Tiger Woods' accident in February was caused by excessive speed and failure to negotiate a curve, the Los Angeles County Sheriff's Department says.
Sheriff Alex Villanueva said at a press conference in downtown Los Angeles that there were no signs of impairment for Woods, who will not face any citations or charges for the crash on 23 February.
"The primary cause or factor for this traffic collision was driving at a speed unsafe for the road conditions and inability to negotiate the curve of the roadway," Villanueva said.
Villanueva said Woods' Genesis SUV was travelling an estimated 84 to 87 mph (135-140km/h) on a stretch of road that has a speed limit of 45 mph (72 km/h).

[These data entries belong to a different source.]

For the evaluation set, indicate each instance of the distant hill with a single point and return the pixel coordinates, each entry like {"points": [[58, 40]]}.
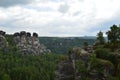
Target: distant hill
{"points": [[63, 44]]}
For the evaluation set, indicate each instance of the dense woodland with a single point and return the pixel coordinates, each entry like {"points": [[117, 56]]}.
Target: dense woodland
{"points": [[14, 66]]}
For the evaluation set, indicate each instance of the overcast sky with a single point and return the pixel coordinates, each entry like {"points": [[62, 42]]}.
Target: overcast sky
{"points": [[59, 17]]}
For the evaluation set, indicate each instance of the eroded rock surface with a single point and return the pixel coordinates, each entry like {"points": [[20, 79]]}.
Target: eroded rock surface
{"points": [[3, 41], [82, 65]]}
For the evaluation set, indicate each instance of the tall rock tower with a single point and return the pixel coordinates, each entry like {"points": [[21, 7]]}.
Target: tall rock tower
{"points": [[28, 44]]}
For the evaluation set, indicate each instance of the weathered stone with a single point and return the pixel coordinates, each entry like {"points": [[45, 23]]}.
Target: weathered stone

Woods, 45, sustained severe leg injuries after the SUV struck a raised median, crossed through two oncoming lanes and uprooted a tree before rolling over in Rolling Hills Estates, just outside of Los Angeles.
Villanueva said Woods and his representatives have been cooperative during the investigation and permitted the release of the findings. Villanueva initially cited privacy concerns for not releasing the findings earlier.
Woods did not specifically address his speeding in a statement posted to social media on Wednesday.
"In the last few days, I received word from the Los Angeles County Sheriff's Department that their investigation regarding my traffic accident back on February 23rd in Los Angeles has been completed and closed," Woods wrote on Twitter.
Woods also thanked the good Samaritans who assisted him and called 911, as well as the rescue workers who attended the scene, including L.A. Sheriff's Deputy Carlos Gonzalez.
"I will continue to focus on my recovery and family, and thank everyone for the overwhelming support and encouragement I've received throughout this very difficult time," Woods concluded.